Alors que le Covid-19 gagne du terrain de jour en jour au point
de donner de plus en plus de consistance au spectre de la pandémie
mondiale, la recherche d’un traitement efficace est plus qu’à
l’ordre du jour.
Le 17 février 2020, le Conseil d’État de la République populaire
de Chine (RPC) a annoncé que la chloroquine, un médicament qui a
fait ses preuves dans le traitement prophylactique et curatif du
paludisme depuis 70 ans, avait démontré une certaine efficacité
face à la pneumonie liée au SARS-Cov2.
Cette prise de position officielle qui fait grand bruit sur les réseaux sociaux et dans les médias depuis quelques heures s’appuie sur les résultats de plusieurs études cliniques multicentriques non contrôlées (précisons le) brièvement résumées en ligne (et en quelques lignes) dans la revue BioScience Trends Advance sous la forme d’une lettre à l’éditeur.
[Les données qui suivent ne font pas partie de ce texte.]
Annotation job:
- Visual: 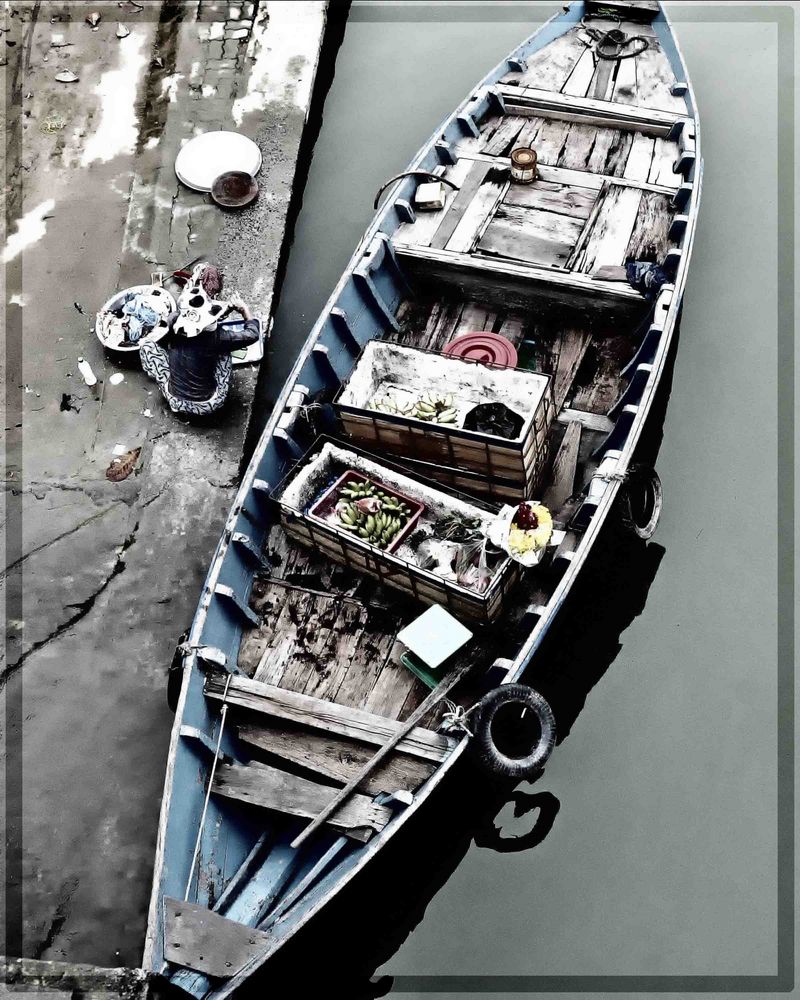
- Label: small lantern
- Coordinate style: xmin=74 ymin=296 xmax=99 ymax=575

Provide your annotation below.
xmin=510 ymin=146 xmax=538 ymax=184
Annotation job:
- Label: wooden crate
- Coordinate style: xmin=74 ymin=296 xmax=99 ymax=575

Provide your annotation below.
xmin=274 ymin=440 xmax=520 ymax=625
xmin=334 ymin=342 xmax=556 ymax=501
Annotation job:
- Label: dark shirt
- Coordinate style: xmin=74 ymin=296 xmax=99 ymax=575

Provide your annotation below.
xmin=167 ymin=318 xmax=260 ymax=402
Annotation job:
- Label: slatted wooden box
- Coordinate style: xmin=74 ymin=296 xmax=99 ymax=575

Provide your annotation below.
xmin=274 ymin=440 xmax=519 ymax=624
xmin=334 ymin=342 xmax=556 ymax=502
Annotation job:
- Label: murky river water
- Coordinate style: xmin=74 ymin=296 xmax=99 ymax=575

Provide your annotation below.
xmin=255 ymin=5 xmax=783 ymax=996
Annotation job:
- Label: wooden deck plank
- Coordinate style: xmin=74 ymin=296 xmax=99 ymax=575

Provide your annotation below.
xmin=205 ymin=673 xmax=451 ymax=762
xmin=531 ymin=118 xmax=572 ymax=166
xmin=557 ymin=122 xmax=600 ymax=171
xmin=626 ymin=190 xmax=674 ymax=262
xmin=562 ymin=46 xmax=597 ymax=98
xmin=430 ymin=161 xmax=493 ymax=250
xmin=503 ymin=180 xmax=598 ymax=220
xmin=237 ymin=722 xmax=436 ymax=796
xmin=478 ymin=204 xmax=584 ymax=268
xmin=542 ymin=420 xmax=582 ymax=509
xmin=631 ymin=42 xmax=687 ymax=114
xmin=393 ymin=156 xmax=475 ymax=249
xmin=502 ymin=29 xmax=588 ymax=91
xmin=571 ymin=184 xmax=643 ymax=273
xmin=552 ymin=328 xmax=593 ymax=409
xmin=612 ymin=51 xmax=638 ymax=104
xmin=446 ymin=168 xmax=508 ymax=254
xmin=647 ymin=137 xmax=681 ymax=188
xmin=623 ymin=132 xmax=656 ymax=182
xmin=482 ymin=115 xmax=528 ymax=156
xmin=212 ymin=761 xmax=392 ymax=840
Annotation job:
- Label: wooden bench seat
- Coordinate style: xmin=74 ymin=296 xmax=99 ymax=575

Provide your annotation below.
xmin=204 ymin=672 xmax=451 ymax=763
xmin=212 ymin=760 xmax=393 ymax=842
xmin=394 ymin=242 xmax=645 ymax=314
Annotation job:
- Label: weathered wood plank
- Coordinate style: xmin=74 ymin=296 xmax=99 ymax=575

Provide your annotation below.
xmin=446 ymin=168 xmax=508 ymax=253
xmin=591 ymin=54 xmax=615 ymax=101
xmin=395 ymin=243 xmax=645 ymax=310
xmin=479 ymin=204 xmax=584 ymax=268
xmin=515 ymin=115 xmax=545 ymax=150
xmin=558 ymin=407 xmax=615 ymax=433
xmin=532 ymin=118 xmax=572 ymax=165
xmin=482 ymin=115 xmax=527 ymax=156
xmin=393 ymin=157 xmax=474 ymax=249
xmin=238 ymin=722 xmax=436 ymax=796
xmin=503 ymin=180 xmax=597 ymax=220
xmin=612 ymin=52 xmax=638 ymax=104
xmin=205 ymin=673 xmax=450 ymax=762
xmin=626 ymin=190 xmax=674 ymax=262
xmin=562 ymin=46 xmax=596 ymax=98
xmin=631 ymin=42 xmax=687 ymax=113
xmin=502 ymin=29 xmax=588 ymax=91
xmin=164 ymin=898 xmax=270 ymax=978
xmin=543 ymin=420 xmax=582 ymax=510
xmin=431 ymin=160 xmax=492 ymax=250
xmin=558 ymin=122 xmax=600 ymax=171
xmin=647 ymin=137 xmax=681 ymax=188
xmin=623 ymin=132 xmax=656 ymax=182
xmin=499 ymin=84 xmax=690 ymax=136
xmin=571 ymin=184 xmax=643 ymax=273
xmin=552 ymin=328 xmax=593 ymax=409
xmin=212 ymin=761 xmax=392 ymax=840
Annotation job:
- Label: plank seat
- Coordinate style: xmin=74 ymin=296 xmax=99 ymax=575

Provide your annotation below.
xmin=204 ymin=672 xmax=451 ymax=764
xmin=394 ymin=243 xmax=646 ymax=314
xmin=211 ymin=760 xmax=393 ymax=842
xmin=497 ymin=85 xmax=689 ymax=137
xmin=237 ymin=721 xmax=436 ymax=796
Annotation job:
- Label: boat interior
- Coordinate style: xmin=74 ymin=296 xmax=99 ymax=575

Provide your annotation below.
xmin=153 ymin=5 xmax=698 ymax=991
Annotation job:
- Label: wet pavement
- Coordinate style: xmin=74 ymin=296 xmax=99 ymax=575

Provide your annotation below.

Une activité in vitro sur le virus
Tout est parti d'études in vitro qui avaient suscité quelque espoir en montrant que le phosphate de chloroquine était capable d’inhiber la multiplication du virus à des concentrations micromolaires faibles (donc encourageantes). De quoi déclencher rapidement près d’une vingtaine de petits essais cliniques auxquelles ont participé une dizaine d’hôpitaux implantés à Wuhan, Jingzhou, Guangzhou (Canton), Beijing (Pékin), Shanghai, Chongqing ou encore Ningbo.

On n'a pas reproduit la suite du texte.